I’m a left handed shooter. I also require more lead on right to left crossers than on left to right crossers but I can only really notice this beyond 30 yards and when the target is moving fairly fast. Looking at my gun I notice the stock has a very slight cast off. Therefore, I think I need a little stock bending. I’ll bet you’re thinking how much better off I’d be with an auto-loader.
Anyway, my problem is there are no stock benders anywhere near me. I’ve contacted a few stock benders I’ve located on the internet and in magazines. I’ve heard several different methods of determining how much cast on I would need. I wanted to know what your opinion is on getting a stock bent without having access to a try gun and doing it by long distance.
Thank you for sharing your knowledge and opinions.
Guesstimating the amount of bend you need is sort of like self-dentistry. It is convenient and quick, but the results may not please you.
Yes, if you had a Beretta gas gun you could fit the gun properly with just a wrench and a few shims, but gas guns aren’t for everyone. The gun you chose is an excellent one. To bad for you as a lefty that Browning and Beretta are casting so many of their guns these days.
The way I see it, you have a number of choices. I list them in increasing order of desireability.
1) since the gun is curving into your face too much, you could sand and refinish.
2) you could send it off and have an adjustable comb installed (which would not cure the position of the butt on your shoulder)

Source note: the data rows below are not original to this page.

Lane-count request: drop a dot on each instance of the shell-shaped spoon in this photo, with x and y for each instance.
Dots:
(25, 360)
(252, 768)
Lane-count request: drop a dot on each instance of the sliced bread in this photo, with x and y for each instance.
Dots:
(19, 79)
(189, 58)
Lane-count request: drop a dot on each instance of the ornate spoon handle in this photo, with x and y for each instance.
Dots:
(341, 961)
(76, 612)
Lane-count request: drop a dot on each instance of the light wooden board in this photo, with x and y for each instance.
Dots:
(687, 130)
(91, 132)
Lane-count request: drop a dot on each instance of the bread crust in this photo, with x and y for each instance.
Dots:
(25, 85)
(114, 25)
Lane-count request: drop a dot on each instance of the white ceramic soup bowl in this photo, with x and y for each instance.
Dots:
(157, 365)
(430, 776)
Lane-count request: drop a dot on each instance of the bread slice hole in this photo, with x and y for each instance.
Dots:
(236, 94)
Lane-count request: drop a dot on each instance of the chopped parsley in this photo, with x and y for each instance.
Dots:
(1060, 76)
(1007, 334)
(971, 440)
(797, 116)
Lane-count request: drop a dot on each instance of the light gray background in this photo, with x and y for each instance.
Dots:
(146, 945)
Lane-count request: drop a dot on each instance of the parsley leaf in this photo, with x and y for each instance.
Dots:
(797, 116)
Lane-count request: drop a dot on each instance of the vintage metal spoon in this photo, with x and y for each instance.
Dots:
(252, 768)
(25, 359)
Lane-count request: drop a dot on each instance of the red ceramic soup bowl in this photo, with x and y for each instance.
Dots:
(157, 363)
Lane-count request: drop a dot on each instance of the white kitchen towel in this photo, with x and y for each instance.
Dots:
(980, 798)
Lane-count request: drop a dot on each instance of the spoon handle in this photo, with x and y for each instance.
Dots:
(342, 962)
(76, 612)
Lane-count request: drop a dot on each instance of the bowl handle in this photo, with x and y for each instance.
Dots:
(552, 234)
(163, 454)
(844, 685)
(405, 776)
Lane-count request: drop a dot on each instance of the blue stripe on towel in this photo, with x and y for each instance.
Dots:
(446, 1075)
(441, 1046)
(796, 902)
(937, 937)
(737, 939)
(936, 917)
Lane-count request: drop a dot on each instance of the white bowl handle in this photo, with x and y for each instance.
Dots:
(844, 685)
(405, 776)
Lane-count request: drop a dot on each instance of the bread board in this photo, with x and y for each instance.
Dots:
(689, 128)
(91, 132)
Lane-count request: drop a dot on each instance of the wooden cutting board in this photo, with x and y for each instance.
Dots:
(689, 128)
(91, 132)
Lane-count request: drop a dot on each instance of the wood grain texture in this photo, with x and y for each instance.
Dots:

3) you could send it off to a stock bender and tell him how much you want it bent.
4) you could send it off to a stock bender and let him decide how much to bend it.
5) you could travel to someone who could give you a fitting and do the work.
The standard Churchill method of determining point of impact change by stock movement is to measure 16 yards from your shooting eye (when the gun is mounted) to the pattern plate. That is eye to plate, not muzzle or toe to plate. Pacing is no good. You must measure.
Now install your fullest choke and shoot at the aiming point on the pattern plate. Note how many inches the center of the pattern falls from the aiming point. The stock must be bent at the place on the stock under your eye where you put your cheek 1/16″ inch for each inch you are off on the pattern plate at 16 yards. The point of impact will move in the direction you move the stock.
Obviously, it would be best and easiest if you could journey to a fitter to get a fitting and perhaps take a lesson while you are at it. No shooter, no matter how good, is so good that they can’t use a little outside opinion from a pro every now and then. Dame Margot Fontaine took dancing lessons every day of her career.
If you can’t journey to a fitter, give the man you select a call and ask him what information he needs to do the job by mail. He will probably tell you that he needs the divergence of point of impact from center at a certain distance and he can work back from that. He will probably be using the formula above.